Un collégien sur quatre (26,2%) et un lycéen sur cinq (20,4%) indiquent également avoir été victimes de violences en ligne, selon cette étude basée sur des données de la DEPP, le service statistique du ministère de l’Éducation nationale, qui datent de 2021-2022 pour les collèges et de 2022-2023 pour les lycées.
Les violences verbales ou écrites (injures, moqueries, surnoms désagréables) représentent la majorité des cyberviolences subies par les écoliers victimes.
Cette étude est publiée quelques jours après le vote, lundi, à l'Assemblée nationale d'une proposition de loi interdisant les réseaux sociaux aux moins de 15 ans.
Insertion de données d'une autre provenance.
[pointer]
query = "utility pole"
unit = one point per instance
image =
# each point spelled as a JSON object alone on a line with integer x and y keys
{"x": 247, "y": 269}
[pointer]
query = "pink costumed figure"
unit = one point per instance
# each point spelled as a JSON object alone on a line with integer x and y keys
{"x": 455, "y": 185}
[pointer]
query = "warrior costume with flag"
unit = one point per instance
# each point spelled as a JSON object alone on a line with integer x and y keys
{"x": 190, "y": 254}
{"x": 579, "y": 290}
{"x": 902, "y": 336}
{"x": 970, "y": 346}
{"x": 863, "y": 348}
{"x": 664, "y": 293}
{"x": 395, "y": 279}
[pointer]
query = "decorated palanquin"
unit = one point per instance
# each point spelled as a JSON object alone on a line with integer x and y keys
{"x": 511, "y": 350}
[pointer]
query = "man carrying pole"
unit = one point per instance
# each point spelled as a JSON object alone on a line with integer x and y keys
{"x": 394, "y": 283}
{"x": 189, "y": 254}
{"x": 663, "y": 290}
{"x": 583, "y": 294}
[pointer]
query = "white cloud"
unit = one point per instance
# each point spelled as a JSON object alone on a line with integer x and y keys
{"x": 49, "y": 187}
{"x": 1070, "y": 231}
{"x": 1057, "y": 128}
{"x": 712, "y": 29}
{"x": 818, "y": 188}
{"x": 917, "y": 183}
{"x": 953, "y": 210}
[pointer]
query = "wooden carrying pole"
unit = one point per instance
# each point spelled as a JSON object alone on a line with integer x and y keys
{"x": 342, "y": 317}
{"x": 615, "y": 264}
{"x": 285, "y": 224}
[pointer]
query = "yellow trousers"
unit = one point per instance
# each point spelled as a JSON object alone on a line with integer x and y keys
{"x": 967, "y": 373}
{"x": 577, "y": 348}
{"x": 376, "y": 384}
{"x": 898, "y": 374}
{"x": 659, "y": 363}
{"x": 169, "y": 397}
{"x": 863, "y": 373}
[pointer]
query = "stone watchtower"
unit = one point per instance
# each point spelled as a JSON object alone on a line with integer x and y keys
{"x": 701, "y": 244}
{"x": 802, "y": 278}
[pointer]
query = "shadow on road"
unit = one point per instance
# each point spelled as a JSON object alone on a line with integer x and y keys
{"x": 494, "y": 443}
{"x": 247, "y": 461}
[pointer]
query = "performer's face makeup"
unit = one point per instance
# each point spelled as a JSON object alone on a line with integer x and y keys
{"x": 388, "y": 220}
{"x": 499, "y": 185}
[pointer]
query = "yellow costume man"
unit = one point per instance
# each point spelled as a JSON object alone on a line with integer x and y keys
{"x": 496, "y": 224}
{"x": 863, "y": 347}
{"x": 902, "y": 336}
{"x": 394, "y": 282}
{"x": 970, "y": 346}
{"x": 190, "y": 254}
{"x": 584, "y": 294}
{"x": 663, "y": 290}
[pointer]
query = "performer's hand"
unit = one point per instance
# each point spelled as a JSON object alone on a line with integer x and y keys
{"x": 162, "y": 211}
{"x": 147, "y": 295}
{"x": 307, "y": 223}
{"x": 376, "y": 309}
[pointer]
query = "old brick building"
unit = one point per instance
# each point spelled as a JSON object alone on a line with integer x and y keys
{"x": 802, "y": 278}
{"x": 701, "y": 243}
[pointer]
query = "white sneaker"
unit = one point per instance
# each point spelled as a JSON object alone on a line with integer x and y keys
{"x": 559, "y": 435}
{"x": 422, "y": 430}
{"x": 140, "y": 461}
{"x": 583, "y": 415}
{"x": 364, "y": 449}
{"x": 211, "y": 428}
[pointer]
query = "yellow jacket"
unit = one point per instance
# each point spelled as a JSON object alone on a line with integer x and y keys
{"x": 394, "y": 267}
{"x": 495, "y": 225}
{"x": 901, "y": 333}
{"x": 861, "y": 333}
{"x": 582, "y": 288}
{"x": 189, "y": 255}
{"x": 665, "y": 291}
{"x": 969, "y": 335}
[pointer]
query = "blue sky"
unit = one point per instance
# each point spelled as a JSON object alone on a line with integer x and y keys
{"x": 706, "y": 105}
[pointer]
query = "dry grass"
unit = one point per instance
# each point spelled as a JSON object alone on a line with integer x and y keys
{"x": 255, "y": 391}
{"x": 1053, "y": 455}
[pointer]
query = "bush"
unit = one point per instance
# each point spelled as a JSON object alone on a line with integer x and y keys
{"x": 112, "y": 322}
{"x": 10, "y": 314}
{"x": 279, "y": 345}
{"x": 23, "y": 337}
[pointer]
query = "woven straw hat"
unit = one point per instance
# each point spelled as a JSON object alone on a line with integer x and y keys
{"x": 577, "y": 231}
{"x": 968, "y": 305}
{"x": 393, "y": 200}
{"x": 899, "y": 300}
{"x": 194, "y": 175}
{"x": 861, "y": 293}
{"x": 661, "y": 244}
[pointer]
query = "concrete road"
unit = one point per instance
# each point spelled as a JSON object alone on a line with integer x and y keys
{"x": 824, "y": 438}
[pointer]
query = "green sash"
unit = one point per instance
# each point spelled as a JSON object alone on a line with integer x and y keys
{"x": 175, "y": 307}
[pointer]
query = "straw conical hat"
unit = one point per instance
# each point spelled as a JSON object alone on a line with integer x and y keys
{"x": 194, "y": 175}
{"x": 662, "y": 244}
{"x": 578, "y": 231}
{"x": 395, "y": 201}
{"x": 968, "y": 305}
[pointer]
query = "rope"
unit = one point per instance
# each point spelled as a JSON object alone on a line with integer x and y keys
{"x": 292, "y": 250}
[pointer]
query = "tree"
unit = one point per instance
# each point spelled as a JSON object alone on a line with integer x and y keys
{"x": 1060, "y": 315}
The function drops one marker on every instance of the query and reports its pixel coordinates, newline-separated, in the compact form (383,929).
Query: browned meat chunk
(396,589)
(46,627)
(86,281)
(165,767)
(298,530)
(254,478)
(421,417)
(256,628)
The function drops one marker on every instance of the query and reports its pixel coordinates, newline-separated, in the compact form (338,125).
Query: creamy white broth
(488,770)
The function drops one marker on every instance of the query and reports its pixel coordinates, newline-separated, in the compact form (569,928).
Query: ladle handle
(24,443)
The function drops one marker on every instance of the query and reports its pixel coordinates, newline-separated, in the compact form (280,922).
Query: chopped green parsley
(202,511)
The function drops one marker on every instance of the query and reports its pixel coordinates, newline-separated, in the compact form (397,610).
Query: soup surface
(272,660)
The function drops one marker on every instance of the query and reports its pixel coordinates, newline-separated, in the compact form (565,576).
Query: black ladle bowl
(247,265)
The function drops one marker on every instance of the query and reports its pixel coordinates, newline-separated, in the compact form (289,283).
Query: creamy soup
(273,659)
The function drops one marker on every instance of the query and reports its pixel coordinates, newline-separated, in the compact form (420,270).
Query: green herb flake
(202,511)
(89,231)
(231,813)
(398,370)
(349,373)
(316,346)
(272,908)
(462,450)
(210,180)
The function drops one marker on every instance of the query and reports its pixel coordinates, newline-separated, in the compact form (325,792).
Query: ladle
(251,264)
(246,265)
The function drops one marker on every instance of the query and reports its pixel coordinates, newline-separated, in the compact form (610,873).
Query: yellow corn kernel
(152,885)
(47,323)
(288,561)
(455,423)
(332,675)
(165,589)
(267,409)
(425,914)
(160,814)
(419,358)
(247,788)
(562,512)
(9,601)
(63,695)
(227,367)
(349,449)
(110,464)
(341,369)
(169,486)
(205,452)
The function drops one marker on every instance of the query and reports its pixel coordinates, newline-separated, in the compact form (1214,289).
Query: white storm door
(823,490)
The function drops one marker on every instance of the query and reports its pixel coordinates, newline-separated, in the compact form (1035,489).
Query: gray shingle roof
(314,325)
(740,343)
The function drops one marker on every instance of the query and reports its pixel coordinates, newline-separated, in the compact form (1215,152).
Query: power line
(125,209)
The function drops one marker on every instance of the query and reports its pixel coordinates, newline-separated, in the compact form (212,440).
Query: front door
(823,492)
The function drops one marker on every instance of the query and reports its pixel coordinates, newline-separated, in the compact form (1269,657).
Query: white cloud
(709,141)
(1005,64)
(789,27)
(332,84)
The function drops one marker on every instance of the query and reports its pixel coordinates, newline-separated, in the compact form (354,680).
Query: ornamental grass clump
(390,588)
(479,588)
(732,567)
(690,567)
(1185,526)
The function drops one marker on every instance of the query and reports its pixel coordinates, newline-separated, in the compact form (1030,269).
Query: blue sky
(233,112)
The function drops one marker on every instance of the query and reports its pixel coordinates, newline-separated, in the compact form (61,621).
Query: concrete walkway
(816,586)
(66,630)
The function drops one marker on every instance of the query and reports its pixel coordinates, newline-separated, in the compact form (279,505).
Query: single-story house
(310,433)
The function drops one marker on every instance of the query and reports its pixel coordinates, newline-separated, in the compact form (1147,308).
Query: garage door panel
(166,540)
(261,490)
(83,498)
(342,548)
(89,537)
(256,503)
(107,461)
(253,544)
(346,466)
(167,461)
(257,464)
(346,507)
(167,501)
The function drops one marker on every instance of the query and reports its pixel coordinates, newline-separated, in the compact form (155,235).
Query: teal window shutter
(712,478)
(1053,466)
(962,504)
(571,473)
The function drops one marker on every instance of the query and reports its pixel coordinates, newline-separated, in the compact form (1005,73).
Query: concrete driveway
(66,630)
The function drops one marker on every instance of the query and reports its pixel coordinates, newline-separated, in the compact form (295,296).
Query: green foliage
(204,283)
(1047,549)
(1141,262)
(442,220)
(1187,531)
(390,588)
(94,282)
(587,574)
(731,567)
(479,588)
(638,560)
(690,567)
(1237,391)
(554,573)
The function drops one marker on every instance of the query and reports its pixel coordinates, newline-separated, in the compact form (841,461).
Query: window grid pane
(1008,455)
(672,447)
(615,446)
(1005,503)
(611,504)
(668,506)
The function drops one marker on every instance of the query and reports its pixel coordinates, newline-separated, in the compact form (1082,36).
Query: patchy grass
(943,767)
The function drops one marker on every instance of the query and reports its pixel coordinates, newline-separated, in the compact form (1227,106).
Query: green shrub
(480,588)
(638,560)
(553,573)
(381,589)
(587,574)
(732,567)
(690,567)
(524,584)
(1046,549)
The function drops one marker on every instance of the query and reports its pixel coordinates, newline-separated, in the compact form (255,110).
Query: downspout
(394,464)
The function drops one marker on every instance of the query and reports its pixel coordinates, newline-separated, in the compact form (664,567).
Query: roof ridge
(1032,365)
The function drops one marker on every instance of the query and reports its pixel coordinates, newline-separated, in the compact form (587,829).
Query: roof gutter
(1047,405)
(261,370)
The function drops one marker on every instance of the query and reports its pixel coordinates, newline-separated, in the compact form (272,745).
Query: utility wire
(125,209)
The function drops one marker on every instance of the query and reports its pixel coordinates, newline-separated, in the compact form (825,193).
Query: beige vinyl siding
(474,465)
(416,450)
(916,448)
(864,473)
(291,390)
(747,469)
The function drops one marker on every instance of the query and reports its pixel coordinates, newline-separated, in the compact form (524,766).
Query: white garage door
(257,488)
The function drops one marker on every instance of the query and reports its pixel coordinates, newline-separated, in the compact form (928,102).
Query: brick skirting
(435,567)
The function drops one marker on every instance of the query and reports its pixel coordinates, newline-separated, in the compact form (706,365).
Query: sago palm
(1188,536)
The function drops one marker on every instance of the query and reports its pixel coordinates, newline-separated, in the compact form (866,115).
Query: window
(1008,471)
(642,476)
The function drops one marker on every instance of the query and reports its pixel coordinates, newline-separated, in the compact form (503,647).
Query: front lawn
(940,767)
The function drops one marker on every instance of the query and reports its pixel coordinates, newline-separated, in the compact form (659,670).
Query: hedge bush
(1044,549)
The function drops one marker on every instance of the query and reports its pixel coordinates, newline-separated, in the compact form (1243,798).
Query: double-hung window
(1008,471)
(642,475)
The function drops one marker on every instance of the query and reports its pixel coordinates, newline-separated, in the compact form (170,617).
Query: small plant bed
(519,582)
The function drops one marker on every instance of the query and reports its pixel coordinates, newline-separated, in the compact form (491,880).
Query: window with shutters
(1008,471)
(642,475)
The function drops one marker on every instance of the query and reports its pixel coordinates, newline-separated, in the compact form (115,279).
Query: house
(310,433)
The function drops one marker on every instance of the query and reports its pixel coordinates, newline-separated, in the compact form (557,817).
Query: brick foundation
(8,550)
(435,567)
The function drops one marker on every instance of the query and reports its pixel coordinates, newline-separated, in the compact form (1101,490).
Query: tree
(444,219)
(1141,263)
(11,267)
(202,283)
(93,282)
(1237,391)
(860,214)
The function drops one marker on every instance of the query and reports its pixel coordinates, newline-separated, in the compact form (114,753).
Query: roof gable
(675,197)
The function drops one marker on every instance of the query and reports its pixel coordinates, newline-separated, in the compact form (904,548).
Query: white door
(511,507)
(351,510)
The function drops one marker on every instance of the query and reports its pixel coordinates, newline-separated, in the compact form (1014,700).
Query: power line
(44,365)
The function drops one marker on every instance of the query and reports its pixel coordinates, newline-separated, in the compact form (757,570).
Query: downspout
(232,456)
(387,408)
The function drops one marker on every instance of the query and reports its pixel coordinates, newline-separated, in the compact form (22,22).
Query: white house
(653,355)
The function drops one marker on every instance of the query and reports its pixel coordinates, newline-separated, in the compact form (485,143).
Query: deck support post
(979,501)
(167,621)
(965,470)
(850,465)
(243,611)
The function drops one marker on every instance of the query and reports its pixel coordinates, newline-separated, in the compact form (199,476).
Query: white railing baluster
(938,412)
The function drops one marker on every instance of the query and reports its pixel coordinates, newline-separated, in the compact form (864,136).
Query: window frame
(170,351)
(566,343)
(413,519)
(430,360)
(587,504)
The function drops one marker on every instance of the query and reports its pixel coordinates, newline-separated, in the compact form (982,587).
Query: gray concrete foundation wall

Le texte, qui doit désormais être examiné par le Sénat, pourrait faire de la France une pionnière en Europe.
L'enquête de l'Observatoire publiée jeudi revient également en détail sur les violences sexistes et sexuelles en milieu scolaire.
Les violences sexuelles ("baisers" forcés, "caresses" forcées, voyeurisme) touchent 15% des collégiennes et 19% des lycéennes.
"8% des écoliers et écolières déclarent avoir subi des +embrassades+ forcées au moins une fois au cours de l'année scolaire 2020-2021, et 15% avoir été victimes de voyeurisme dans les toilettes", détaille le rapport.
Ces chiffres "justifient, si besoin était, l’urgence" du déploiement des programmes scolaires d’éducation à la vie affective, relationnelle et à la sexualité (Evars), estime Roxana Maracineanu, la secrétaire générale de la Mission pour la protection des femmes (Miprof) dont dépend l'Observatoire national.
"Aucune violence à caractère sexiste ou sexuel n’a sa place à l’École", affirme de son côté le ministre de l'Education nationale Edouard Geffray, dans l'étude.
Selon le premier bilan fourni mercredi par le ministre dans les colonnes du Monde, 66% des écoliers, 48% des collégiens et 35% des lycéens avaient déjà bénéficié, au 31 décembre 2025, "d'au moins une séance" d'éducation à la vie affective et relationnelle.